On December 23, 1969, Newport Beach police seized a reel of the controversial Swedish erotic film I Am Curious (Yellow) from the Balboa Theater just before its second showtime. A municipal judge, representatives from the county district attorney's office, and police officers were present at the first screening of the film, leading to the stoppage of subsequent showtimes.

In April 1975, the Balboa became part of the Pussycat Theaters chain of adult movie theaters. A month later, police acted on a warrant from a county judge and seized two pornographic film reels, French Blue and Dynamite, from the theater. City police chief B. James Glavas said that he acted on protests from Newport Beach residents and the Orange County District Attorney's office announced it was prepared to prosecute the theater for exhibiting obscene material. The theater continued to operate the next day.

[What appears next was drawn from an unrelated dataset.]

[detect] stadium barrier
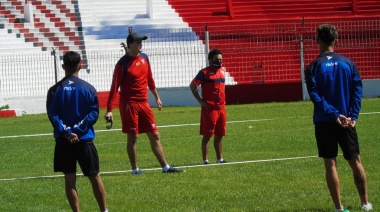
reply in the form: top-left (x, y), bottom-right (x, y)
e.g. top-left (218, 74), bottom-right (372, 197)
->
top-left (0, 19), bottom-right (379, 113)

Although the Pussycat Theater remained in operation at the Balboa, police continued to crack down on its film showings – by June 25, 1975, authorities had conducted five raids in four weeks. In July 1975, the issue was presented to a judge and the district attorney's office requested a warrant to seize additional copies of already-seized films for the pending obscenity trial; theater officials alleged that the request was meant to censor the theater rather than collect evidence. On July 29, the judge ruled that police were not limited in how many copies of a film they could seize and set August 26 as the date for the trial.

On August 28, 1975, a trial to determine whether the Pussycat Balboa Theater violated local norms by exhibiting Deep Throat and The Devil in Miss Jones began, charging the theater chain owners and manager with 22 counts of showing obscene films. On September 26, a judge acquitted chain vice president Jimmie Johnson but upheld charges against the owner and theater manager. On October 9, a 12-person jury unanimously voted to acquit the Pussycat defendants on all charges.

Despite the trial acquittal, city police continued to seize films from the Balboa Pussycat: officials confiscated reels of When a Woman Calls and Sex Ray Machine during a raid in November 1975, allegedly because they contained homosexual content. On December 18, 1975, an arsonist attempted to burn down the Balboa Theater. The fire was extinguished quickly and the building only received minor damage.

In November 1976, the parent company of Pussycat Theaters decided to retain ownership of the Balboa but cease the screening of adult films. The organization selected Great Western Theaters to operate the venue and show mainstream cinema. In 1979, Landmark Theatres acquired the lease on the Balboa. The operator featured showtimes for cult classic films until 1985 when it switched arthouse and foreign film programming. On December 1, 1991, the Balboa Theater permanently closed following the expiration of Landmark's lease.

Attempts to reopen the Balboa began not long after its 1991 closure. In 1998, the city of Newport Beach acquired the property for about and rented it to Balboa Performing Arts Theater Foundation, a nonprofit tasked with the building's renovation, for $1 per year. The renovation would require the installation of a new interior as the original was gutted amidst the closure. In 2015, the city contemplated selling the property after a proposed $5.8 million renovation plan was deemed too expensive. In April 2016, the Newport city council voted unanimously to sell the property to LAB Holding, the developer of the LAB Anti-Mall in Costa Mesa and the Anaheim Packing House food court. LAB Holding proprietor Shaheen Sadeghi announced plans to redevelop the Balboa Theater building as a music venue. In 2018, the plans were postponed.

==The Rocky Horror Picture Show==
Beginning in 1978, the Balboa Theater hosted seven-day-a-week midnight showings of The Rocky Horror Picture Show, continuing the tradition until the venue's closure in 1991. The Balboa hence became a hotspot for the film's cult following, typically drawing hundreds of fans and forming a line down the street to get in. Rocky Horror fans attending showtimes at the Balboa often attended dressed in costume, would recite dialogue from the film, and threw food at the screen during "appropriate moments". Upon the Balboa's closure, Landmark Theatres relocated the midnight showings of the film to its venue in Corona del Mar.